The departure time was 14.00 and as Ellen MacArthur sat in the Maritime Museum in Falmouth yesterday she was under no illusions about the size of the latest challenge she had set herself: to be the fastest person in history to sail solo around the world.

The schedule was to sail south to a line off Ushant and be ready today to pick up what is forecast to be a new weather system which will give her following winds and a slingshot start south.

She has once again developed an affectionate relationship with her boat, the 75-foot trimaran B&Q, and she once again pays tribute to all those around her, from the designers Nigel Irena and Benoit Cabaret, to its Australian builders and the weather routers she will consult all the way round.

She admitted to feeling "pretty stressed and nervous", but felt she was better prepared both physically and mentally than for any of her previous exploits. "I will treat this as a race but, instead of there being other competitors, my rival is the clock and the clock never stops," she said. "I will be giving it all I can."

The target set by Frenchman Francis Joyon, who recently set a new solo record for the Route of Discovery from Cadiz to San Salvador, was 72 days 22 hours 54 minutes 22 seconds, and that was 20 days faster than the previous best by a singlehander.

Meanwhile, in the Vendée Globe singlehanded round-the-world race, Mike Golding was taking the long-term perspective yesterday as he completed three weeks at sea. He may need as many as three days to escape the clutches of persistent light winds in the south Atlantic and cover the remaining 500 miles to the Roaring 40s.

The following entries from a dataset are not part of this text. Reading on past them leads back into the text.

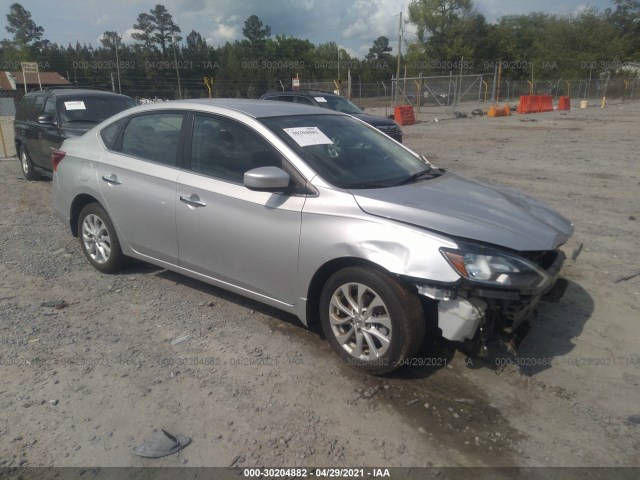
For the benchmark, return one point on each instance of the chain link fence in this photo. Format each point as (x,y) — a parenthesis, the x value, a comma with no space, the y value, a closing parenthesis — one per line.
(442,96)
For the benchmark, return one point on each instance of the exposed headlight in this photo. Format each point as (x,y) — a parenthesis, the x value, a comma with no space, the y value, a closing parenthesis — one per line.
(496,268)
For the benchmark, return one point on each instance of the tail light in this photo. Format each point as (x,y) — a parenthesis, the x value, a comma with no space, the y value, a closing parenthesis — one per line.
(56,158)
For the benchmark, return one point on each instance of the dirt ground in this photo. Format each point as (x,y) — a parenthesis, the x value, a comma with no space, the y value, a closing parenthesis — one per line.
(92,364)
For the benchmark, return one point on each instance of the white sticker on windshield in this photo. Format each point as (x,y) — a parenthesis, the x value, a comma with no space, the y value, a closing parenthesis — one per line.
(305,136)
(77,105)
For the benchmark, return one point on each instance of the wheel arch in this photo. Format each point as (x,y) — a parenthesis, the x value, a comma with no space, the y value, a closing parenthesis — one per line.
(322,275)
(77,205)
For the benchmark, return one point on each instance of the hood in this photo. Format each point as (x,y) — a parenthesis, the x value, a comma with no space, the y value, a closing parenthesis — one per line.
(461,207)
(373,120)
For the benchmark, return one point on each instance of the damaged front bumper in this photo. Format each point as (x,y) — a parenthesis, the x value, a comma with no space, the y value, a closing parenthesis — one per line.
(472,313)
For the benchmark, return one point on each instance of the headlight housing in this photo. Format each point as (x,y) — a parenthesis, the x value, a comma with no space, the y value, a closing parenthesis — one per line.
(496,268)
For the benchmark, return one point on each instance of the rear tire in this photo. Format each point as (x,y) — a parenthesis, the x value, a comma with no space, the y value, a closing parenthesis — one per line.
(370,320)
(27,164)
(98,239)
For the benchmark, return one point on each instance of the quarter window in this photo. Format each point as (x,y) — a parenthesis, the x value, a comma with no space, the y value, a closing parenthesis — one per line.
(38,106)
(109,133)
(50,108)
(153,137)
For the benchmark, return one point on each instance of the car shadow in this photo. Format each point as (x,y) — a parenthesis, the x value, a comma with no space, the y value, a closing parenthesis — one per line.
(553,327)
(226,295)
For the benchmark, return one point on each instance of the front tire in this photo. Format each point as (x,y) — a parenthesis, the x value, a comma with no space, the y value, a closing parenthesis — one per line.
(27,164)
(98,239)
(370,320)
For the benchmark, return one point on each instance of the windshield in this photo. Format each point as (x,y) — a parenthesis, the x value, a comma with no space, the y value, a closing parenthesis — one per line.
(345,152)
(87,109)
(337,104)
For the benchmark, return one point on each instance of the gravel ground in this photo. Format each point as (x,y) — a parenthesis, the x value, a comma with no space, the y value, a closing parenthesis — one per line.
(92,364)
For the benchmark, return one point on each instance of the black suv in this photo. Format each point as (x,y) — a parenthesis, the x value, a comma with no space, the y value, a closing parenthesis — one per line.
(45,118)
(339,104)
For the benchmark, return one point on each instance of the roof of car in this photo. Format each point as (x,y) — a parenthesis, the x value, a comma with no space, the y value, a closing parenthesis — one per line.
(309,93)
(75,91)
(253,108)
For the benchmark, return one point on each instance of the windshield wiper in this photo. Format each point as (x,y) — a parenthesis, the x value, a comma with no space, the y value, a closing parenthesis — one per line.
(364,185)
(426,174)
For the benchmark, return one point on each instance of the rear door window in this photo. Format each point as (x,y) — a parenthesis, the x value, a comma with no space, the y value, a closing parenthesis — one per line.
(154,137)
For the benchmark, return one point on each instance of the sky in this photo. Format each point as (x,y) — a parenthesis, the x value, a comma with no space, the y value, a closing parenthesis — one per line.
(352,24)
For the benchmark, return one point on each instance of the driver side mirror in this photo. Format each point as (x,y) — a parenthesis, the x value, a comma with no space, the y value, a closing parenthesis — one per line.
(267,179)
(46,120)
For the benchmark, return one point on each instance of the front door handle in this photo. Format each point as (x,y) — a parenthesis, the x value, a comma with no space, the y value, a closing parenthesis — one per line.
(193,200)
(112,179)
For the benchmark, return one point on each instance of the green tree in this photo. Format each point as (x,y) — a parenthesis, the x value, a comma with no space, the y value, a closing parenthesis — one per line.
(21,25)
(156,29)
(110,39)
(253,30)
(379,63)
(437,24)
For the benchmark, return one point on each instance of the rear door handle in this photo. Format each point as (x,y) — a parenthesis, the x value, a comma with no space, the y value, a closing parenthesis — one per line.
(193,200)
(112,179)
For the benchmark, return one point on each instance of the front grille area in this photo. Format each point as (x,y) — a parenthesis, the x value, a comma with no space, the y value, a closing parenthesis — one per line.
(389,129)
(543,258)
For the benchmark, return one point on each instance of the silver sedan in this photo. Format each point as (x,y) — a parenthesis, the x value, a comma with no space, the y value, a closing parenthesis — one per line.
(315,213)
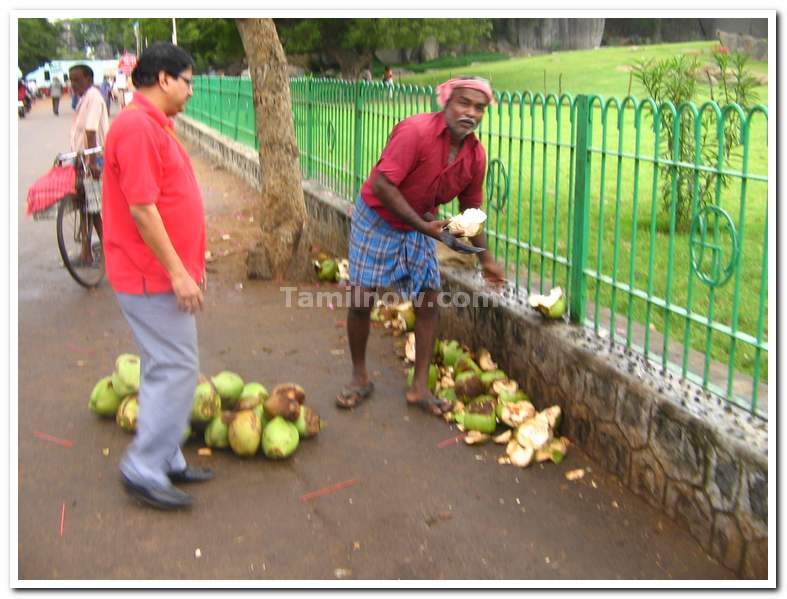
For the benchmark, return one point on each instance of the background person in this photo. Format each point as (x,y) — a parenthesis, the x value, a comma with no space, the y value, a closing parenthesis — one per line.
(88,130)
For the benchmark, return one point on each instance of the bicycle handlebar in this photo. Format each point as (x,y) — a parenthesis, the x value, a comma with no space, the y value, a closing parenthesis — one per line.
(72,155)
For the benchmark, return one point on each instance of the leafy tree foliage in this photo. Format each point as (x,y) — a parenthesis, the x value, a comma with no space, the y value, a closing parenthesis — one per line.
(351,42)
(675,80)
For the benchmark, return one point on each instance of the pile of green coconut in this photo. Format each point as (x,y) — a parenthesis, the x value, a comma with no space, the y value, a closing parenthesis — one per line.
(490,406)
(227,413)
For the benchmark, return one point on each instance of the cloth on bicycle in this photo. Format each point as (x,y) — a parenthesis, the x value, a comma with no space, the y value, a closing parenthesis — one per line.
(51,187)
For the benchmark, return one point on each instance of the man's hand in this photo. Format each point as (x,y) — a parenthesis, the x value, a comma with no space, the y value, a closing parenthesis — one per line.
(434,228)
(95,172)
(187,293)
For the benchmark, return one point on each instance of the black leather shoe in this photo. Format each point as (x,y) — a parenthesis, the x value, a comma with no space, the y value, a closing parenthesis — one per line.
(163,499)
(191,474)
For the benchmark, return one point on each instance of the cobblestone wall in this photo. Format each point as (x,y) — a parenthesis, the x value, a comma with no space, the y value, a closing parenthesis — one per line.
(684,451)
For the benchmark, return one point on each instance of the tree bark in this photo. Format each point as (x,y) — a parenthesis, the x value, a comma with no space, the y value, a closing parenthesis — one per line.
(283,250)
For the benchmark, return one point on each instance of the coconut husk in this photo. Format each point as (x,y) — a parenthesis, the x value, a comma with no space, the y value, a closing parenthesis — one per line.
(281,404)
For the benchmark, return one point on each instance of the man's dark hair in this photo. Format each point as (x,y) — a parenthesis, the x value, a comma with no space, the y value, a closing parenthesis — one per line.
(161,56)
(86,70)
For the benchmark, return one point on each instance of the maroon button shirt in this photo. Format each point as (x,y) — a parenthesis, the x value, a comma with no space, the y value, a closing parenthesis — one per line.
(416,161)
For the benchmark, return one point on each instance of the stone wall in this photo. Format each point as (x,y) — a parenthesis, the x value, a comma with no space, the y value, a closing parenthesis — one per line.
(685,452)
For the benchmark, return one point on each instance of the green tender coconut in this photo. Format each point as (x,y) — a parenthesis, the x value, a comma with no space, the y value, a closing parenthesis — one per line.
(252,394)
(451,351)
(244,433)
(308,423)
(480,415)
(127,414)
(229,386)
(125,378)
(279,439)
(103,399)
(328,270)
(217,431)
(206,404)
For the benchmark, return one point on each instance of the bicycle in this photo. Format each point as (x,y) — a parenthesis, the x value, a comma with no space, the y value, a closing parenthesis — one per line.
(79,228)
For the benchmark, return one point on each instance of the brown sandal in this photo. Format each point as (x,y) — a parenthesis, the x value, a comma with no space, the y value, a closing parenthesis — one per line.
(352,395)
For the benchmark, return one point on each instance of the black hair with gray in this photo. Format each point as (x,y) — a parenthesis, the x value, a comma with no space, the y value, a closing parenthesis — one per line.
(86,70)
(161,56)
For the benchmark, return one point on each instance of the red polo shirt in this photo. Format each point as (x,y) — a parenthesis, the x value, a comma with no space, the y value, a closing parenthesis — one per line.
(415,160)
(144,163)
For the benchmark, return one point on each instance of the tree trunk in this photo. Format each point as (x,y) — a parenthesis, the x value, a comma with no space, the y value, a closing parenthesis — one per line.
(283,250)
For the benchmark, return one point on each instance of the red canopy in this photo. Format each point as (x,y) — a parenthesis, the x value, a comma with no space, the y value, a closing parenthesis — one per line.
(127,63)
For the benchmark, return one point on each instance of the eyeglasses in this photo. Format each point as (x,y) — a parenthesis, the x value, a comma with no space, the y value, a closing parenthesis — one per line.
(189,82)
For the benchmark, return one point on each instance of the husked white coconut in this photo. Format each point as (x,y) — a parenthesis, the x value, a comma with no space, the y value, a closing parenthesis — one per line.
(468,223)
(534,432)
(519,455)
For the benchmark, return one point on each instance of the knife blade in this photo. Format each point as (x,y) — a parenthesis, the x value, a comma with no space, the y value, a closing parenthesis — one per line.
(452,241)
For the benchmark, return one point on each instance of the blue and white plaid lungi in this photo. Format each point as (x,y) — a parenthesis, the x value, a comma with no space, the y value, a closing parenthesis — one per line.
(381,256)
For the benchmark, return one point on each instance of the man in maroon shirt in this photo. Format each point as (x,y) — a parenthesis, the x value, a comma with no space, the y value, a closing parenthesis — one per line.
(429,160)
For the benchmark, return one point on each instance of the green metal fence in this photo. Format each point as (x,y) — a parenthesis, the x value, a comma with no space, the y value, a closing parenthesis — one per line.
(583,192)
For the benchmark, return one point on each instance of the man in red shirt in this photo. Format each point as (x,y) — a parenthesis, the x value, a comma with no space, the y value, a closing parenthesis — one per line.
(429,160)
(154,245)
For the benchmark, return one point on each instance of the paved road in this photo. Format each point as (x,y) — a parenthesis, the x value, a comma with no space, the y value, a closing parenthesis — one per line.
(416,511)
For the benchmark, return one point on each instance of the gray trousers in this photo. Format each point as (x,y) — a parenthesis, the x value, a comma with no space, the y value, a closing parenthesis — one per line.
(167,342)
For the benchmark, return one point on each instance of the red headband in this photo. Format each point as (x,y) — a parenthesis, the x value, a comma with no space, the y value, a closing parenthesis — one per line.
(444,90)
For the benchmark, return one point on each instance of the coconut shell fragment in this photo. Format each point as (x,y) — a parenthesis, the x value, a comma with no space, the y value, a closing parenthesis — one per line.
(284,402)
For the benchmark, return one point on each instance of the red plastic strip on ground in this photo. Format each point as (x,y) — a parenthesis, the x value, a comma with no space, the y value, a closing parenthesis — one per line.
(329,489)
(450,441)
(51,439)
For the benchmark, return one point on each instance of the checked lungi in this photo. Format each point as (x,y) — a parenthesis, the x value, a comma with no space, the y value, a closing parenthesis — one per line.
(381,256)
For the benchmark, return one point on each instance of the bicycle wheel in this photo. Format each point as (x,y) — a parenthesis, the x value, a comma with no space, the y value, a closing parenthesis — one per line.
(76,232)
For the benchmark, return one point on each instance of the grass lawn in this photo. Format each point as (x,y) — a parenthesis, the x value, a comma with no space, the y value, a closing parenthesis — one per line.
(638,266)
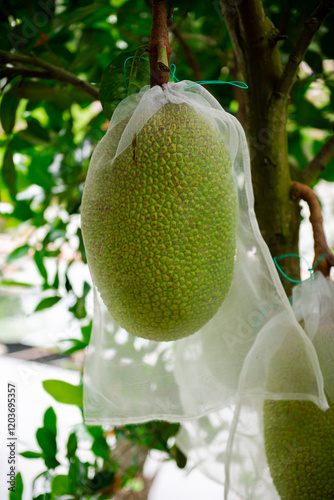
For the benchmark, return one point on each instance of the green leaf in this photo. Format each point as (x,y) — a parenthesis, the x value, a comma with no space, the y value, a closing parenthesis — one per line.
(18,253)
(22,210)
(38,258)
(17,494)
(77,346)
(63,392)
(86,332)
(47,302)
(47,441)
(72,445)
(14,283)
(77,14)
(113,89)
(79,308)
(31,454)
(61,485)
(50,420)
(8,171)
(9,104)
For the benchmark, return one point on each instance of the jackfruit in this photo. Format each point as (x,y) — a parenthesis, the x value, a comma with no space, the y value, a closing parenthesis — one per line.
(299,437)
(159,225)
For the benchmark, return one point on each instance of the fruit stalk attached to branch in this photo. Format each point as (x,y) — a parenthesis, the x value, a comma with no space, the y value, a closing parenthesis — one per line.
(300,191)
(159,47)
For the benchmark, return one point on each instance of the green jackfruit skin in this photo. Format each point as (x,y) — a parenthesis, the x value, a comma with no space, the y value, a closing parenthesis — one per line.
(159,226)
(299,444)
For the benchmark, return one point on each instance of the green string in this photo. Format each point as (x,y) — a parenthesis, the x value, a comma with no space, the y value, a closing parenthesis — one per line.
(262,313)
(173,78)
(299,257)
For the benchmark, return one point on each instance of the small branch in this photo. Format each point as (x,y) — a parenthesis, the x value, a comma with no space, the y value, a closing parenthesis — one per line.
(319,162)
(51,71)
(297,55)
(302,192)
(159,47)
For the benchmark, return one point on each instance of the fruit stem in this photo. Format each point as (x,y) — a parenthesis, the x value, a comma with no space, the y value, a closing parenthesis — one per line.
(159,47)
(323,256)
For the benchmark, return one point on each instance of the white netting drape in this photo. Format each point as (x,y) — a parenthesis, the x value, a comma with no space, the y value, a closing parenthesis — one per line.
(130,380)
(228,445)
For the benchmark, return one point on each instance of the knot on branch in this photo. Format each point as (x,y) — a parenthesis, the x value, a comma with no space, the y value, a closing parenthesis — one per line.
(275,37)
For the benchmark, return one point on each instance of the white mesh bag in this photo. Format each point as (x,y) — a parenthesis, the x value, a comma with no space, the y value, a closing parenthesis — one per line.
(128,379)
(229,445)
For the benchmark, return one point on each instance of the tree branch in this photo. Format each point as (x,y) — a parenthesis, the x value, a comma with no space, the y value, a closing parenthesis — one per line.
(51,71)
(319,162)
(191,59)
(297,55)
(159,47)
(302,192)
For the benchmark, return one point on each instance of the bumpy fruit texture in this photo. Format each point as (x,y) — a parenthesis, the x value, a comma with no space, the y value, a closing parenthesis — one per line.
(299,443)
(159,226)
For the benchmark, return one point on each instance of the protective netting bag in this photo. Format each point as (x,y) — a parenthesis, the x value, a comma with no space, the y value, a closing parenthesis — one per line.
(129,379)
(229,445)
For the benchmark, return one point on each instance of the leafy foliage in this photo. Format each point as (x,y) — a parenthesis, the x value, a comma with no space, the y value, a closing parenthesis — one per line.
(49,130)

Golding is now 500 miles behind the leaders, Vincent Riou and Jean le Cam, despite being in fifth place, but he retains the same long-term perspective and game plan that he had before the start in Les Sables d'Olonne.

"I am heading from the sublime to the ridiculous," he said yesterday, "with eight knots of wind here - but soon I could have 50 to 60, and 60 is a hurricane."

Golding wants to be no more than 200 miles behind whoever is leading when he rounds Cape Horn, 12,000 miles away. By then anything could have befallen the quartet ahead of him, which is completed by Roland Jourdain and Sebastien Josse.